De todas as direções, uma energia azul vinha em ondas na direção do combate. Quando as ondas finalmente quebraram sobre a cena, Gordon percebeu do que se tratava. Bilhares de fadas azuis, gritando, rindo, falando no seu idioma de faz de conta e voando enlouquecidamente ao redor de tudo e de todos.

Mesmo o Troll, no estado de fúria em que se encontrava, teve de parar pra observar o que estava acontecendo. Sadismo ficou caído num canto, próximo a Razão.

- Elas voltaram. - Gordon sorriu. E as fadas gritaram excitadas e vieram se sentar sobre seus ombros, gargalhando.

O Troll se afastou de Sadismo e foi para perto de Gordon.

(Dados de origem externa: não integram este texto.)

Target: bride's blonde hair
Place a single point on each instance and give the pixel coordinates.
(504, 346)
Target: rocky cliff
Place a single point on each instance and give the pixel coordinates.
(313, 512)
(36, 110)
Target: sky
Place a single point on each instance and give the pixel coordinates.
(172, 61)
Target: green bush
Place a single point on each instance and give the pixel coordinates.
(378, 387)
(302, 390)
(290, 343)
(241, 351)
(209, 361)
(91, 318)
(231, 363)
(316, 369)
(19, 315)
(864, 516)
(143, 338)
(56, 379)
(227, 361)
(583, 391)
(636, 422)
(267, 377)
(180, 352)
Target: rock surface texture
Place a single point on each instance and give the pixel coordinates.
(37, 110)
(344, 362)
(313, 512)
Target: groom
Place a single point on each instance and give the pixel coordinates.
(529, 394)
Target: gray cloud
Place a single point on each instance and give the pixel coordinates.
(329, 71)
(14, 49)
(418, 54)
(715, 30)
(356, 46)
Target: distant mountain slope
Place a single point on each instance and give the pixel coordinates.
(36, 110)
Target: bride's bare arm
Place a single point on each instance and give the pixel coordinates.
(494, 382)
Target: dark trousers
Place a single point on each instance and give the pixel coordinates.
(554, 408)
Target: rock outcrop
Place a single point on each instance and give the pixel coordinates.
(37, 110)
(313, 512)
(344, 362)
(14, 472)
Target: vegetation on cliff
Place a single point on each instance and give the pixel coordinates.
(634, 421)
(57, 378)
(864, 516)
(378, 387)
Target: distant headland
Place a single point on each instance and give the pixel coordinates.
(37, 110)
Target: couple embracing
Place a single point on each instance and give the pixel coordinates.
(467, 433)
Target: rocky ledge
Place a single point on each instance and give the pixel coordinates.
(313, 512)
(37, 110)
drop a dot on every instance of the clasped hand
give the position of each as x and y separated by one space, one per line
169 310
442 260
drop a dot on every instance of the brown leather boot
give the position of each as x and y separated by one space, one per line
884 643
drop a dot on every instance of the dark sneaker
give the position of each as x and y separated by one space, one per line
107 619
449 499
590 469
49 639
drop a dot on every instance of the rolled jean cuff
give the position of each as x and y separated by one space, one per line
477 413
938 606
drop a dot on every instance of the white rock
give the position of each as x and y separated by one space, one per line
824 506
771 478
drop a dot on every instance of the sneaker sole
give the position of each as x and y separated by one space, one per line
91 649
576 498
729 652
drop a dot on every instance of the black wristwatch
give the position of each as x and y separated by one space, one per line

- Perdão. Eu devia ter dito quem eu realmente era.

- Não creio que isso realmente importe, Troll.

- Ah, mas importa sim...*shiiiiir*

Sadismo estava em pé ao lado de Razão. Suas garras longas estavam cravadas no coração do anjo.

- Sabe, somente uma fúria tão intensa quanto a do Troll poderia gerar o efeito que eu queria *sluurp*. Finalmente libertada, essa fúria é capaz de sobrepujar qualquer poder da Razão *shiiiiir*.

Ele puxou e Razão urrou de dor, trombetas soaram, explosões, animais rugiram, naquela voz que era uma amálgama. O coração do anjo foi arrancado.

- Somente uma fúria tão intensa, poderia criar no coração da Razão, a arma que eu precisava pra destruir o Vórtex. *Shhhiiii*. - Sadismo fatiou o coração com as garras, caçando algo dentro dele. - Ah, aqui está *sh*. - Ergueu as garras, que seguravam delicadamente um pequenino ovo negro.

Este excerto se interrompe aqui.